What is a Pareto chart?
A Pareto chart is a type of data visualization that combines a bar chart and line chart together. In a Pareto chart the bars, as usual, represent a value that is associated with a given item. The line, on the other hand, shows how much that item contributes to the total value as a cumulative sum. In the past, I've been tasked with creating these charts for various data sets, including equipment breakdown durations, distances traveled, and sales numbers across different product categories. Let's explore a simple example to better understand how Pareto charts work.
Assume we have the simple dataset in the table below. In our example, there are 55 total sales. To calculate the contribution of each product category, we divide its sales by the total sales. For instance, backpacks contributed 18.18% (10/55) to the overall sales, while gloves accounted for 16.36%. The Pareto chart's line displays these cumulative contributions. Starting with backpacks at 18.18%, we add gloves' 16.36% to get 34.55%, indicating that backpacks and gloves together made up 34.55% of total sales (note the 0.01% discrepancy due to rounding). This process continues for each product category. By adding socks' 14.55% contribution to the previous total, we see that backpacks, gloves, and socks collectively accounted for 49.09% of total sales. This process continues for each product listed.
If we plot the product, number of sales, and cumulative percentage of total sales on a chart, we get the visualiztion below.
So, why would you want to use a Pareto chart? The answer often lies in the "Pareto Principle," also known as the "80/20 rule." This principle suggests that, in many cases, a significant portion of an outcome can be attributed to a relatively small number of causes. When leveraging Pareto charts, one of the primary goals is to identify the categories or items that contribute the most to a particular metric or value. Even in our simple, fictional data set above, we can observe that half of the product categories account for nearly 75% of the total sales. By visually highlighting these critical contributors, Pareto charts empower businesses and organizations to focus their efforts on the areas that yield the greatest impact.
Pareto Charts in Power BI
Given the popularity of Pareto charts, its surpisring that Power BI has no built-in visual create them. To implement a Pareto chart requires caluculating a cumulative measure which, in my opinion, isn't very intuitive using DAX. If you Google "Power BI Pareto" or something similar, you will likely come across a version of the DAX measure below. The idea behind this measure is to find the total sales for each product, then filter out any products with fewer sales than the product currently being evaluated. Once we have this filtered table, we can sum all the sales values to get the total sales made up by products with at least as many sales as the one being checked. This value is then divided by the total sales of all products to get the cumulative line value displayed in the chart.
The "total sales" measure referenced is simply the sum of the of the sales.
Sum Simple Products = SUM('Simple Table'[Total Sales])
The measure works well in many cases, but things can get messier when working with more realistic data scenarios. One limitation of this approach is that since it filters products based on their total sales, it runs into issues when multiple products have the same sales value. When multiple products share the same sales figure, the measure will treat them as a single entity, potentially distorting the cumulative line in the Pareto chart.

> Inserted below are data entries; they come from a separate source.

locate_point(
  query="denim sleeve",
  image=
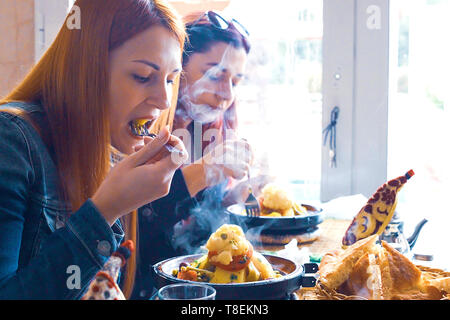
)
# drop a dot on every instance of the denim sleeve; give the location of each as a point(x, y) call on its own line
point(71, 255)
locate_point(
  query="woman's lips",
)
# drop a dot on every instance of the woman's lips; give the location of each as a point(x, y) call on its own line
point(141, 127)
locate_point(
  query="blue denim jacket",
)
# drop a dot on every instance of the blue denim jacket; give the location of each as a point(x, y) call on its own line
point(43, 246)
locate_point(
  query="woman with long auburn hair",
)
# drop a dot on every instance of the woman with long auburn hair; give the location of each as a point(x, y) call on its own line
point(214, 64)
point(61, 206)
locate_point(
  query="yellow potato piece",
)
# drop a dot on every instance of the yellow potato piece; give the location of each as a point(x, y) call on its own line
point(288, 213)
point(224, 276)
point(252, 273)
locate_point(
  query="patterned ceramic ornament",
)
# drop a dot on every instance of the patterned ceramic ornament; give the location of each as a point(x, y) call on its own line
point(104, 285)
point(378, 211)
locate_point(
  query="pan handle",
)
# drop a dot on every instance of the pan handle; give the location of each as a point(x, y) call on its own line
point(309, 281)
point(310, 267)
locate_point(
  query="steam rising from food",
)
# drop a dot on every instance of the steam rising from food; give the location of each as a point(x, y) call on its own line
point(230, 259)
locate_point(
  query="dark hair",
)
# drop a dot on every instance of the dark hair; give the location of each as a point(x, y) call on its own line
point(203, 35)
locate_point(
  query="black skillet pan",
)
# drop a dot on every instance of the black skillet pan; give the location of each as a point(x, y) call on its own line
point(308, 221)
point(294, 277)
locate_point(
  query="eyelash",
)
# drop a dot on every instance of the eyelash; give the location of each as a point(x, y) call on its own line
point(141, 79)
point(147, 79)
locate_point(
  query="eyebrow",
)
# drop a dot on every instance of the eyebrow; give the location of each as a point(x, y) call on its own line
point(215, 64)
point(154, 65)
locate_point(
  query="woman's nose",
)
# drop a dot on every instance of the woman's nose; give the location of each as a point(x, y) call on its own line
point(162, 97)
point(225, 90)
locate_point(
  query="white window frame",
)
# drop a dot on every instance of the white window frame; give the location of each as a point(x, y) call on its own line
point(356, 78)
point(49, 17)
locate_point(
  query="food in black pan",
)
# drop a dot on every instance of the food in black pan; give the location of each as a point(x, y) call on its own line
point(230, 259)
point(276, 202)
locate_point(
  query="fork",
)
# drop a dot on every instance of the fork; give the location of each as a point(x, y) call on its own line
point(251, 204)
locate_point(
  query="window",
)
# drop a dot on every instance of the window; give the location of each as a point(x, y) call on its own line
point(419, 113)
point(280, 104)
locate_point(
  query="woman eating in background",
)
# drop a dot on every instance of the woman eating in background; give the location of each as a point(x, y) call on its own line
point(214, 61)
point(60, 204)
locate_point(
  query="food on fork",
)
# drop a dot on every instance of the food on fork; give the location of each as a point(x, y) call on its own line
point(378, 211)
point(230, 259)
point(141, 127)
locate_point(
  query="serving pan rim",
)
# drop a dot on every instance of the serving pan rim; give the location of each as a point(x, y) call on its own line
point(298, 272)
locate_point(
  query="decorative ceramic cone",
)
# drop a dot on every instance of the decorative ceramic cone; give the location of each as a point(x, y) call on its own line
point(378, 211)
point(104, 285)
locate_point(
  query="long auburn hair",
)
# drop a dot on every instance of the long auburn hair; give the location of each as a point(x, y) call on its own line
point(201, 36)
point(71, 82)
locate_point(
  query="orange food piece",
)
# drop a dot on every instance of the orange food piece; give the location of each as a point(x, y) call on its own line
point(187, 275)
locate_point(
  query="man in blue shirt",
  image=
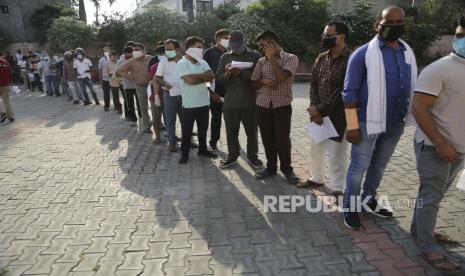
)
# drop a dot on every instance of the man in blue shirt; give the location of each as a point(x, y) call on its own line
point(194, 73)
point(371, 152)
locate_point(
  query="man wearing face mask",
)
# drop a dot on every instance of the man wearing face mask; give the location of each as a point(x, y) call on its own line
point(83, 67)
point(379, 81)
point(104, 78)
point(194, 73)
point(239, 100)
point(439, 144)
point(212, 57)
point(136, 69)
point(170, 84)
point(325, 100)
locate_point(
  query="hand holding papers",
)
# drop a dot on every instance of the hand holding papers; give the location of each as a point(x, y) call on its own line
point(241, 65)
point(322, 132)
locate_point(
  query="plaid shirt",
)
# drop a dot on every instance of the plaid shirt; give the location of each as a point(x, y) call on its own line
point(282, 94)
point(138, 69)
point(326, 88)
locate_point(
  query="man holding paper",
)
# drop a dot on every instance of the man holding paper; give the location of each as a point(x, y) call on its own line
point(234, 72)
point(379, 81)
point(326, 101)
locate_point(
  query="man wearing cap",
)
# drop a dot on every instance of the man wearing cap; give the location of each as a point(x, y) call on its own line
point(239, 100)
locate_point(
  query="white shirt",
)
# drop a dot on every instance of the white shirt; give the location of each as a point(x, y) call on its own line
point(82, 67)
point(167, 70)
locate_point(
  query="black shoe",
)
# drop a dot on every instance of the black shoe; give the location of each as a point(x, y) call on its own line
point(292, 178)
point(226, 163)
point(265, 173)
point(183, 160)
point(256, 164)
point(208, 154)
point(377, 210)
point(351, 220)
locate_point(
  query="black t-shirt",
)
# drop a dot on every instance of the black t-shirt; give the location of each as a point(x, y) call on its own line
point(212, 57)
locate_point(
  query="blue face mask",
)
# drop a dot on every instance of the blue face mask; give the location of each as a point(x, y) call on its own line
point(459, 46)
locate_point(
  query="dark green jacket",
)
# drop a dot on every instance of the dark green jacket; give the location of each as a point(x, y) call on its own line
point(239, 91)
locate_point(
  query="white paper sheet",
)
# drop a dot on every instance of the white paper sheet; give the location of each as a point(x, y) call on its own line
point(461, 182)
point(320, 133)
point(241, 65)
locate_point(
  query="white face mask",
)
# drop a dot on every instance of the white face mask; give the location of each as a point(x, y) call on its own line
point(224, 43)
point(195, 53)
point(137, 54)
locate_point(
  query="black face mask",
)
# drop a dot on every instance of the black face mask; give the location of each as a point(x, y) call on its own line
point(391, 32)
point(328, 43)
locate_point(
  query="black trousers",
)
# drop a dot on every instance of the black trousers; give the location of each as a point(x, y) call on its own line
point(132, 101)
point(216, 110)
point(188, 117)
point(275, 129)
point(106, 93)
point(116, 101)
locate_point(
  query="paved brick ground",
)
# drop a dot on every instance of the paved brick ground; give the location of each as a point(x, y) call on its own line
point(82, 193)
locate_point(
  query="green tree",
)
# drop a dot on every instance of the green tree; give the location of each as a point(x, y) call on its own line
point(250, 24)
point(42, 18)
point(360, 21)
point(225, 11)
point(298, 23)
point(205, 26)
point(68, 33)
point(112, 32)
point(156, 23)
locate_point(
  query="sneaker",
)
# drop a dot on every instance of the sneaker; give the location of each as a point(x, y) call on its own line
point(226, 163)
point(172, 148)
point(351, 220)
point(147, 131)
point(207, 153)
point(256, 164)
point(265, 173)
point(376, 210)
point(292, 178)
point(183, 160)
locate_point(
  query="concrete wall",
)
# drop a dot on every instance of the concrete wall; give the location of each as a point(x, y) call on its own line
point(18, 22)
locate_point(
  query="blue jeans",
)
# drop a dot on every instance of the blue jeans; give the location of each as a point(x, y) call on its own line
point(49, 81)
point(436, 176)
point(87, 82)
point(172, 106)
point(371, 156)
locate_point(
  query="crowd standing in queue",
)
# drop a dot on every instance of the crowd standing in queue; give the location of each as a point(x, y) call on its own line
point(369, 95)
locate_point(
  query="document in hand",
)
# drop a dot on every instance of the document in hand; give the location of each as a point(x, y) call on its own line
point(320, 133)
point(241, 65)
point(461, 182)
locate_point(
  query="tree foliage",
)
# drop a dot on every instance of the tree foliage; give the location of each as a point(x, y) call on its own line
point(42, 18)
point(68, 33)
point(298, 23)
point(112, 32)
point(156, 23)
point(360, 21)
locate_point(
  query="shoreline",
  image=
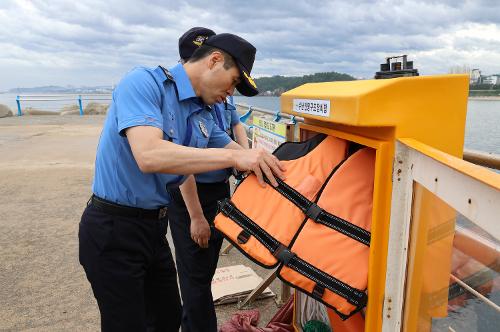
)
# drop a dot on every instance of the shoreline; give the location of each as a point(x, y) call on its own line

To illustrate this issue, see the example below. More data has been added and now we have several products which have the same number of total sales, with 266 sales across all products. When a Pareto line is calculated using the measure above, the line is flat across the products which have the same value. Since all products with 50 sales are kept when filtering products based on total sales, the sum of their sales (150) is used for each of them. This leads to a value of 56.39% (150/266) for each product, rather than the cumulative 18.80% (50/266) at each step that is expected. We see the same issue again for the two products with 30 sales each.
A solution I've come up with this is to use another column in the dataset as a "tiebreaker". This value will allow us to rewrite the DAX expresion so that each product is treated individually, even if it has the same number of sales as another item. In this case, we only have one other column to use (product name), so the choice is easy.
To start, I add a calculated column to my table called "Product Rank". This column simply ranks each product name from 1 to 10 in descending alphabetical order.
Then the DAX expression for calucating the Pareto line values can be modified to use this new value as part of the filtering. I this example I divide the ranking by 1000, then add this value to the total sales. Since each product has a different rank, they will all have a different value in this tie breaker column. The rank is divided by 1000 so that the number added to the total sales is small enough that it does not have an impact on the "coarse" rankings, only the rankings of products with the same number of total sales.
Implementing this new measure yields the visual below. All products now give their expected values. Items with the same number of total sales correctly show different values on the cumulative line.